Pendant le génocide rwandais, le journaliste français Jean Hatzfeld a interviewé des auteurs hutus et il a noté dans son livre Machete Season (2003) l’importance des cabarets locaux (bars) comme des lieux de rassemblement et des lieux de planification, d’organisation et de célébration de la violence contre les Hutus modérés et les Tutsies. Un responsable hutu remarque :
"Les tueurs circulaient ensemble. Vous pouviez voir qu’ils partageaient la même chose avec leur travail sur le terrain et le fait de boire au cabaret.
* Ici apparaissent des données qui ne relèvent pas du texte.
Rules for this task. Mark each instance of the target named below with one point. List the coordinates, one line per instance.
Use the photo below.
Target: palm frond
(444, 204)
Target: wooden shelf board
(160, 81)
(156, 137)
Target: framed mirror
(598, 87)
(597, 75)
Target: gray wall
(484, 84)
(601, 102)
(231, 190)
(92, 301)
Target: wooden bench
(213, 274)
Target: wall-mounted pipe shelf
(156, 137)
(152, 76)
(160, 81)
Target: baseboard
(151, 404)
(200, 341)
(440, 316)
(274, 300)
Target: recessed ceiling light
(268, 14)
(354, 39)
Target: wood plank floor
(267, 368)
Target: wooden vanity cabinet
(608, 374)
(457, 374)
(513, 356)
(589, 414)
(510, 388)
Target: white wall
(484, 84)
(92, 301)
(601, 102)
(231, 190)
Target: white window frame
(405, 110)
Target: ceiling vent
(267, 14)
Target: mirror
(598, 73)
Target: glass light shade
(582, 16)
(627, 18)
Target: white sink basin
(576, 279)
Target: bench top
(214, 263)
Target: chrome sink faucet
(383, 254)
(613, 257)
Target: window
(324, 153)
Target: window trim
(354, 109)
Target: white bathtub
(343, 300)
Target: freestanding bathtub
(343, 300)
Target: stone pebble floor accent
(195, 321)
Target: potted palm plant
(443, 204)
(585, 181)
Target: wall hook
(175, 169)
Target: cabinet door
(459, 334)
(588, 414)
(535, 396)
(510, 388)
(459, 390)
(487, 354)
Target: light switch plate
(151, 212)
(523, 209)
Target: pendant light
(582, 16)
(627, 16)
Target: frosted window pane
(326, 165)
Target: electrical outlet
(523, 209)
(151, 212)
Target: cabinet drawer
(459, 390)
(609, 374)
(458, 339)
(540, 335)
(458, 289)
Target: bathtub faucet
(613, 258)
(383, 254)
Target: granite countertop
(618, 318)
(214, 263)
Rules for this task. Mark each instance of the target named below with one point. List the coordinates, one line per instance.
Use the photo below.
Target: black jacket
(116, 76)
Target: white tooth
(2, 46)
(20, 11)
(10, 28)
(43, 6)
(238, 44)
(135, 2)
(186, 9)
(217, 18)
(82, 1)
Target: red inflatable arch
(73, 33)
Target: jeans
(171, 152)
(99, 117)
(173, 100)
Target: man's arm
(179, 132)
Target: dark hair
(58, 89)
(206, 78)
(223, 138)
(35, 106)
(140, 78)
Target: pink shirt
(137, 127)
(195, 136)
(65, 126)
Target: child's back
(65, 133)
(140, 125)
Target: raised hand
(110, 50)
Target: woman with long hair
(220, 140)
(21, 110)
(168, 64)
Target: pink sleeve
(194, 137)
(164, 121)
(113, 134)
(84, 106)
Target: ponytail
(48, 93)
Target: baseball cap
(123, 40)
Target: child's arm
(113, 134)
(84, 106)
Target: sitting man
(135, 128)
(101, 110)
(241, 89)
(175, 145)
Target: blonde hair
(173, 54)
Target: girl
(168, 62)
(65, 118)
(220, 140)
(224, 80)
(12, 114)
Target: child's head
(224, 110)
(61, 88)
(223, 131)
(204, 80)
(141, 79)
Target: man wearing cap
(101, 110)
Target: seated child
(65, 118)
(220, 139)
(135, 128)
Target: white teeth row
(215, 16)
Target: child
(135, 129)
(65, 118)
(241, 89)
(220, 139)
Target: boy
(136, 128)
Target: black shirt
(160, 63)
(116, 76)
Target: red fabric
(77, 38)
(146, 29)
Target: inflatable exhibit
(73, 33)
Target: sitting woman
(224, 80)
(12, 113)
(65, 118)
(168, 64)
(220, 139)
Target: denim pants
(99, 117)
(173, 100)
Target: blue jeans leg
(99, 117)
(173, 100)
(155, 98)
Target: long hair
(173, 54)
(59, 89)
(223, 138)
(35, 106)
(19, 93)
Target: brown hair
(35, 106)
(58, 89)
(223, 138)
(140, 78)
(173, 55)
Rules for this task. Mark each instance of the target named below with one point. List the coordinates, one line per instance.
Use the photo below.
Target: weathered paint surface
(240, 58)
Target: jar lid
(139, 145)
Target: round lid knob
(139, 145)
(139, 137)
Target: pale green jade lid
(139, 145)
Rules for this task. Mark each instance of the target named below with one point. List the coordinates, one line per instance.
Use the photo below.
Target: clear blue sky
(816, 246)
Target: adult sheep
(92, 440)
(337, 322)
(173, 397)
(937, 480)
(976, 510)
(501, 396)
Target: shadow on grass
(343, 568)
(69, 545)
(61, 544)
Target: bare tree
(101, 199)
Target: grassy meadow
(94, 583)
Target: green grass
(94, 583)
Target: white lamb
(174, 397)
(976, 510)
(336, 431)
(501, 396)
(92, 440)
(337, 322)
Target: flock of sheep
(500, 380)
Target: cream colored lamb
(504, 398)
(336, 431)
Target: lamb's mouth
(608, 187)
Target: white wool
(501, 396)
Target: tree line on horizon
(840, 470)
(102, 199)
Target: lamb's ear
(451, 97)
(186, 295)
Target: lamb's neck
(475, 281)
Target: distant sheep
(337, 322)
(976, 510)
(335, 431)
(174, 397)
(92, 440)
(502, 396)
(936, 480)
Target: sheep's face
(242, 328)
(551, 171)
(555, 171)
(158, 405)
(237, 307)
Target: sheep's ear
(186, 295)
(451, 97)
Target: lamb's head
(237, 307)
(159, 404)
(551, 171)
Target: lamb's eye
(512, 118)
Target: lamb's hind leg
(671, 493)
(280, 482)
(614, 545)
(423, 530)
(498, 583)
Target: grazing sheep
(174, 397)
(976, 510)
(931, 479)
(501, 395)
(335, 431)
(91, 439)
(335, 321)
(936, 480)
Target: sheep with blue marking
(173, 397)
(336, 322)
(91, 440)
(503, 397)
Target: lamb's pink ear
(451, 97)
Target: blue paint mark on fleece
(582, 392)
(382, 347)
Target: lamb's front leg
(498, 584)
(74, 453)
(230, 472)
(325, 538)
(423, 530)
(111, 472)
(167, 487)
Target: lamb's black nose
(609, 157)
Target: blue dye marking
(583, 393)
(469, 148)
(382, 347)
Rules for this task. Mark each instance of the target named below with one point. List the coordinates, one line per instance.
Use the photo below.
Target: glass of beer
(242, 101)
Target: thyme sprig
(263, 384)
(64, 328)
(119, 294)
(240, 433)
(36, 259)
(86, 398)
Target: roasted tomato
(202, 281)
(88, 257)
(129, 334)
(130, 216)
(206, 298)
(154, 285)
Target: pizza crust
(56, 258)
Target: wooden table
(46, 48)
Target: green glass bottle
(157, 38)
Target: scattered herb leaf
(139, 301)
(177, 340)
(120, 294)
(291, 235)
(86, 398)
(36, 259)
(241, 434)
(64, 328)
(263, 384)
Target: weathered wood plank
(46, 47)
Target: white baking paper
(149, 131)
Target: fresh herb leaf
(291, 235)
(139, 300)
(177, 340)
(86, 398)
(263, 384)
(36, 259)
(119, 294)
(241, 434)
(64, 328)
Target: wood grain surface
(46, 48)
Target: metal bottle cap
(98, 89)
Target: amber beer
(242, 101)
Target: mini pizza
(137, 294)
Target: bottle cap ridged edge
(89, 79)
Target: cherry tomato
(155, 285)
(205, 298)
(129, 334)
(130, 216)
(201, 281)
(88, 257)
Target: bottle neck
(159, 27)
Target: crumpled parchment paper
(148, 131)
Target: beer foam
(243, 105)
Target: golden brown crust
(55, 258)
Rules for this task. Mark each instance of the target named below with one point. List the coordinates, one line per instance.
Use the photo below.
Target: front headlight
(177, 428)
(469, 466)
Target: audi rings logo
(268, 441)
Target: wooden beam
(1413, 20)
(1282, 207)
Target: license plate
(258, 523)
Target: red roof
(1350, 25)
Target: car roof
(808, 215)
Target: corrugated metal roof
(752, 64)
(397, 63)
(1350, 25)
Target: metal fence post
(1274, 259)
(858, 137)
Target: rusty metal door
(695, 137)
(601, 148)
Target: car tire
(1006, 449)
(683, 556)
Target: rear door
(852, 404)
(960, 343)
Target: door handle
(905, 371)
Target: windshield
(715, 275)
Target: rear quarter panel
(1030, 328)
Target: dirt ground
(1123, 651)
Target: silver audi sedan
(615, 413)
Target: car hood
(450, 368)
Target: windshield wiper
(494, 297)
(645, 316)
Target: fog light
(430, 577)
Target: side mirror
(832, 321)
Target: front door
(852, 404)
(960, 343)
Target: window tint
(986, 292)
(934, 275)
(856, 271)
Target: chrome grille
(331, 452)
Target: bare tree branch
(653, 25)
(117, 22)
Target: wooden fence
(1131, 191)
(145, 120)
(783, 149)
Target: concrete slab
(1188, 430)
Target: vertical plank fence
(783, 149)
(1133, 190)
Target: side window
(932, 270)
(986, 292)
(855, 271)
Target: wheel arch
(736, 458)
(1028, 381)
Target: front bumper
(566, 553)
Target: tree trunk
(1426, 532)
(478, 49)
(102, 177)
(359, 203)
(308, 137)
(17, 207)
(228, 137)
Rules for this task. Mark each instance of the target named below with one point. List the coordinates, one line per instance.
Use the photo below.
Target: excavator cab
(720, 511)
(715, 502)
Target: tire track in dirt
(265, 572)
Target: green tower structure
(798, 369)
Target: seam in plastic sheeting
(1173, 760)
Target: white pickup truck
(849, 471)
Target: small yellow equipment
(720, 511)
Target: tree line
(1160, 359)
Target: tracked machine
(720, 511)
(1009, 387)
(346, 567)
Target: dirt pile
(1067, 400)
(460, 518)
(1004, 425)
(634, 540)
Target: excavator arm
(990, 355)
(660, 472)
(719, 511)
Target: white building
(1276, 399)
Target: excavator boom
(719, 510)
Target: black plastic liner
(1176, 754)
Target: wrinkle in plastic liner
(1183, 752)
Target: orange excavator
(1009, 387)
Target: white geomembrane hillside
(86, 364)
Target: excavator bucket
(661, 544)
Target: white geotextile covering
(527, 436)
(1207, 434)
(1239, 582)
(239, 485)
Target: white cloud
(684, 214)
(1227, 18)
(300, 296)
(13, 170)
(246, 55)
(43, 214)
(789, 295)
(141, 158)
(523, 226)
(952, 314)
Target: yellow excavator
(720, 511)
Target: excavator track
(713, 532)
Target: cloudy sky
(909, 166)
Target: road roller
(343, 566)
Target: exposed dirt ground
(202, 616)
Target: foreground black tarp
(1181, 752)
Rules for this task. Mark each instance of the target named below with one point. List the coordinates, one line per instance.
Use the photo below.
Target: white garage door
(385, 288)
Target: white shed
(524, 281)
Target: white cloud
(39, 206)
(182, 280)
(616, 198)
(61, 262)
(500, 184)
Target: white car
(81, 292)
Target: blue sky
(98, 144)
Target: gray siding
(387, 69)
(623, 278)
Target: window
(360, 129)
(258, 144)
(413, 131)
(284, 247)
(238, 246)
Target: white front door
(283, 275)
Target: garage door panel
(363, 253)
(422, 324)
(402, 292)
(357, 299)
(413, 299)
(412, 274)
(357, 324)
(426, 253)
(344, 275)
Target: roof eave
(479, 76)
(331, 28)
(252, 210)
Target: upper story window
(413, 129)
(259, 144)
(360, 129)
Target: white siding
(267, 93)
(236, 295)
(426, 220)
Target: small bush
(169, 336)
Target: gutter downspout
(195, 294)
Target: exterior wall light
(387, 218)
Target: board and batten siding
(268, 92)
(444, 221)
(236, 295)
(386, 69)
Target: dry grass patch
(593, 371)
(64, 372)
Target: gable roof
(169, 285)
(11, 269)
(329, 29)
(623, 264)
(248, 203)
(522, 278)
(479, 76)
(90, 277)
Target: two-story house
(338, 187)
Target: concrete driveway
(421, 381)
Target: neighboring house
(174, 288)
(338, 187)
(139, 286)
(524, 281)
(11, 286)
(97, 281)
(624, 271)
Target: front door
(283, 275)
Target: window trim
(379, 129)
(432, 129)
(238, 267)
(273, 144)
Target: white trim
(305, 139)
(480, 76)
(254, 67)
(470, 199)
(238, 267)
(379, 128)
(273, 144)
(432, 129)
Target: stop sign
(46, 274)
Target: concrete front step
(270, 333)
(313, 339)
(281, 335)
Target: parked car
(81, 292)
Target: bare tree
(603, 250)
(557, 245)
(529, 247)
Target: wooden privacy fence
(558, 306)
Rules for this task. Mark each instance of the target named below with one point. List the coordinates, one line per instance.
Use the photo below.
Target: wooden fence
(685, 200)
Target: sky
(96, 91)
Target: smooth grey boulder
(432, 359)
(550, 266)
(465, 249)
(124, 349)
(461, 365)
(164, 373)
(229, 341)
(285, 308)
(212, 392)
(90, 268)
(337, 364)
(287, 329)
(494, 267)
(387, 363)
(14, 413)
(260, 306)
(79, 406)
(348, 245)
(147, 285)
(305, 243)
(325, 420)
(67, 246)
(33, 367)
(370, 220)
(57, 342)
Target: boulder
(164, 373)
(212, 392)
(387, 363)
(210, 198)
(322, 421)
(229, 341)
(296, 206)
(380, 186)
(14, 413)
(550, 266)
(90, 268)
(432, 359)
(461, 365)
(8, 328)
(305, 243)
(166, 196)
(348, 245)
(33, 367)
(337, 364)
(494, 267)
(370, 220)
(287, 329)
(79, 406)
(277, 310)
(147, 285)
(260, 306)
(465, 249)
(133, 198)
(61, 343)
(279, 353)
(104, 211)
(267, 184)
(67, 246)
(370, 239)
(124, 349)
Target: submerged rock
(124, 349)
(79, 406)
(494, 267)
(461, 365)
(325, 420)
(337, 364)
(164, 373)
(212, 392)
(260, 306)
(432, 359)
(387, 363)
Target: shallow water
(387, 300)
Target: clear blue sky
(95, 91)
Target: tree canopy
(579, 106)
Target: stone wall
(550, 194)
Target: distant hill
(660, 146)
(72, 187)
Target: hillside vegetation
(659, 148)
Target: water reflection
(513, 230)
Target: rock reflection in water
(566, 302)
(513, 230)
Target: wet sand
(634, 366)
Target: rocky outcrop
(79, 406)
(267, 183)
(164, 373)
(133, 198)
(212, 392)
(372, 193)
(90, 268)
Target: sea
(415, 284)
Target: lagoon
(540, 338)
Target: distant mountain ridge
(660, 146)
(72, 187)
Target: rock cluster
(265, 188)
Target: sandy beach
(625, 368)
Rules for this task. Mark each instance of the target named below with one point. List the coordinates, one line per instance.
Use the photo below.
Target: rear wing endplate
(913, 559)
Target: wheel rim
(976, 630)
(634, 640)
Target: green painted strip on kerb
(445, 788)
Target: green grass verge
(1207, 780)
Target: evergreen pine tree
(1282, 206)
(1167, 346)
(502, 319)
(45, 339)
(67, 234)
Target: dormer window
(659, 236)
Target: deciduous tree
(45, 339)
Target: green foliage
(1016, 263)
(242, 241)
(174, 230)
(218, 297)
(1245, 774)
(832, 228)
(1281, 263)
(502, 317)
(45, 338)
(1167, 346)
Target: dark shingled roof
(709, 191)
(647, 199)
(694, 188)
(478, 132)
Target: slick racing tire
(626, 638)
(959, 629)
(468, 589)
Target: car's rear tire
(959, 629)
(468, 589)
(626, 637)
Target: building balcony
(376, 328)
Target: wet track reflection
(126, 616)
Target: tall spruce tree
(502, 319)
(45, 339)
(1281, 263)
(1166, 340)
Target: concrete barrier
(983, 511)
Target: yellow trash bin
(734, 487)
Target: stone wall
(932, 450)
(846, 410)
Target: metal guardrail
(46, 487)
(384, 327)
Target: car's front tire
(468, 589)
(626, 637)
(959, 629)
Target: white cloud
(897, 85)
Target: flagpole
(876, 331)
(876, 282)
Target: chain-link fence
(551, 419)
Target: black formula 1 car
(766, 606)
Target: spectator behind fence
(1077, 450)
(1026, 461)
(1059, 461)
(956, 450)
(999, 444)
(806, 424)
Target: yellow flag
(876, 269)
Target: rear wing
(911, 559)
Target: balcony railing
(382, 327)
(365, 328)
Pendant le génocide, je sais que les gangs ont découpé des gens en pièces du premier au dernier jour".
Une autre femme a décrit la distribution des possessions pillées des victimes et des célébrations nocturnes : Les hommes chantaient, tout le monde buvait, les femmes changeaient de robe 3 fois par soir.
C’était plus bruyant que pendant les mariages, il y avait des excès de beuverie tous les jours. Au moins pour ces hommes et certaines femmes, le champ meurtrier et le bar étaient devenus des lieux de socialisation et de célébration de groupe à la suite de massacres.
Même si l’ivresse n’était pas une condition préalable au génocide, il est clair que les rituels d’alcool étaient un élément important dans la célébration du massacre génocidaire dans l’Est nazi qu’il s’agisse d’une table remplie de saucisse fumée ou de vodka qu’on consommait au bord d’un fossé ou dans des fêtes de bière post-exécution.
Le SS qui célébrait son 1 000e meurtre n’était pas seulement enivré par sa fête, mais en réalité il était ivre par l’acte même du meurtre.